Invoking Claude via Bedrock

import boto3, json

bedrock = boto3.client("bedrock-runtime", region_name="ap-south-1")

response = bedrock.invoke_model(
    modelId="anthropic.claude-3-sonnet-20240229-v1:0",
    body=json.dumps({
        "anthropic_version": "bedrock-2023-05-31",
        "max_tokens": 1024,
        "messages": [
            {"role": "user", "content": "Summarise this loan application: ..."}
        ]
    }),
    contentType="application/json",
    accept="application/json"
)

result = json.loads(response["body"].read())
text = result["content"][0]["text"]

Streaming response from Bedrock

response = bedrock.invoke_model_with_response_stream(
    modelId="anthropic.claude-3-sonnet-20240229-v1:0",
    body=json.dumps({...})
)
stream = response["body"]
for event in stream:
    chunk = json.loads(event["chunk"]["bytes"])
    if chunk["type"] == "content_block_delta":
        print(chunk["delta"]["text"], end="", flush=True)

LangChain + Bedrock Integration

from langchain_aws import ChatBedrock

llm = ChatBedrock(
    model_id="anthropic.claude-3-sonnet-20240229-v1:0",
    region_name="ap-south-1",
    model_kwargs={"max_tokens": 2048, "temperature": 0},
)

# Drop-in replacement for ChatOpenAI
chain = prompt | llm | parser

IAM Permissions for Bedrock

{
  "Effect": "Allow",
  "Action": [
    "bedrock:InvokeModel",
    "bedrock:InvokeModelWithResponseStream"
  ],
  "Resource": [
    "arn:aws:bedrock:ap-south-1::foundation-model/anthropic.claude-3-sonnet*"
  ]
}

Common Interview Questions

Q: Why Fargate over EC2 for LLM workloads?

Fargate has no instance management overhead — no patching, no capacity reservations.
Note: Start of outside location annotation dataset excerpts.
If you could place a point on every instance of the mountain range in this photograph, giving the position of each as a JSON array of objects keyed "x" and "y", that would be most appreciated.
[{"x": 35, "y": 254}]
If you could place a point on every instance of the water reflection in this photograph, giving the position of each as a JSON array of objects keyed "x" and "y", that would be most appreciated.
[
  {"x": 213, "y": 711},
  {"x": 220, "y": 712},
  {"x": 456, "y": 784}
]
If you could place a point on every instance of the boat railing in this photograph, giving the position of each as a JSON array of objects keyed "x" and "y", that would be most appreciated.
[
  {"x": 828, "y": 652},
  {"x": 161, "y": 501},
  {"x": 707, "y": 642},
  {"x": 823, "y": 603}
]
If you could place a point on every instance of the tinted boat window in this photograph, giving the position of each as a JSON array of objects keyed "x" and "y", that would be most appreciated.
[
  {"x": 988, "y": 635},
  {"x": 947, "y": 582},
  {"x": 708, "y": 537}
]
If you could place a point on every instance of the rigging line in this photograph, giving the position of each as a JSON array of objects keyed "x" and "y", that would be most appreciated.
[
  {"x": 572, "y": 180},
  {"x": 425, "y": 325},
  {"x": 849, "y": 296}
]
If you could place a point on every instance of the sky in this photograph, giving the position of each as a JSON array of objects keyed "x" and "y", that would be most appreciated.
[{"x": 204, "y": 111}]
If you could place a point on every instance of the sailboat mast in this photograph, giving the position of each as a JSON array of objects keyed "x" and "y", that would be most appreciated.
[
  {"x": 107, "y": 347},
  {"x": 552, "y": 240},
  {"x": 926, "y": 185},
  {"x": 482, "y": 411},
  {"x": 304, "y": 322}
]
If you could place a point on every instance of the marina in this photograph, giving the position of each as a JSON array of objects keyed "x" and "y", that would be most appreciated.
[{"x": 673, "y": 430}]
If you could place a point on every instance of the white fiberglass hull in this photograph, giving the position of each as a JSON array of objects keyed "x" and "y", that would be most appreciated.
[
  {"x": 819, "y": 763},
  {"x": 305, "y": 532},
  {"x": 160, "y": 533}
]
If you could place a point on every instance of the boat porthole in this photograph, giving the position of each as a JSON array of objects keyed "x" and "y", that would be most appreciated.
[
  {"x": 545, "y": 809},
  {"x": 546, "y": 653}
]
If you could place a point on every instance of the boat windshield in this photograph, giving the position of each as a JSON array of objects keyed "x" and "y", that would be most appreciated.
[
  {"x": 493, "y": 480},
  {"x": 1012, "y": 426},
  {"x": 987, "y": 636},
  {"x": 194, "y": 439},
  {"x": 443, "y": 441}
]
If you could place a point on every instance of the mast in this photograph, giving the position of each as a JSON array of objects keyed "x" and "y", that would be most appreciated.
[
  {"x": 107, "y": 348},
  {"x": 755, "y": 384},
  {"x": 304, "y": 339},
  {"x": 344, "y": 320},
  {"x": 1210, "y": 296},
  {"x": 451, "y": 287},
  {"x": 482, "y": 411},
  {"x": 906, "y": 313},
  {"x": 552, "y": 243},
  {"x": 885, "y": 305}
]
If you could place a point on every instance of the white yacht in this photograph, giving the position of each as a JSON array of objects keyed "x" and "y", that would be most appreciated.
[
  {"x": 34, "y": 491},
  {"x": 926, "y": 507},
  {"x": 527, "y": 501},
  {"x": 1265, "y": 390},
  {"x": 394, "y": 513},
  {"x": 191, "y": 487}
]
For API services that scale in and out, Fargate is simpler. The trade-off: can't run GPU workloads on Fargate (use EC2 with GPU instances for self-hosted models). Since LoanIQ uses Bedrock for inference, Fargate is the right choice.

Q: How do you manage secrets in containers?

Never hardcode secrets in images. Use AWS Secrets Manager — inject secret ARNs as environment variables in the ECS task definition. ECS fetches the secret at startup. For local dev, use a .env file (gitignored) with docker-compose env_file.

Q: How do you size Fargate tasks for a RAG service?

Profile CPU and memory under load. RAG services are mostly I/O-bound (Bedrock API calls, DB queries) — 1 vCPU and 2GB RAM handles moderate traffic. Add CPU/RAM if you run local reranking models (cross-encoder) in the container. Set ECS auto-scaling on CPU utilisation at 70%.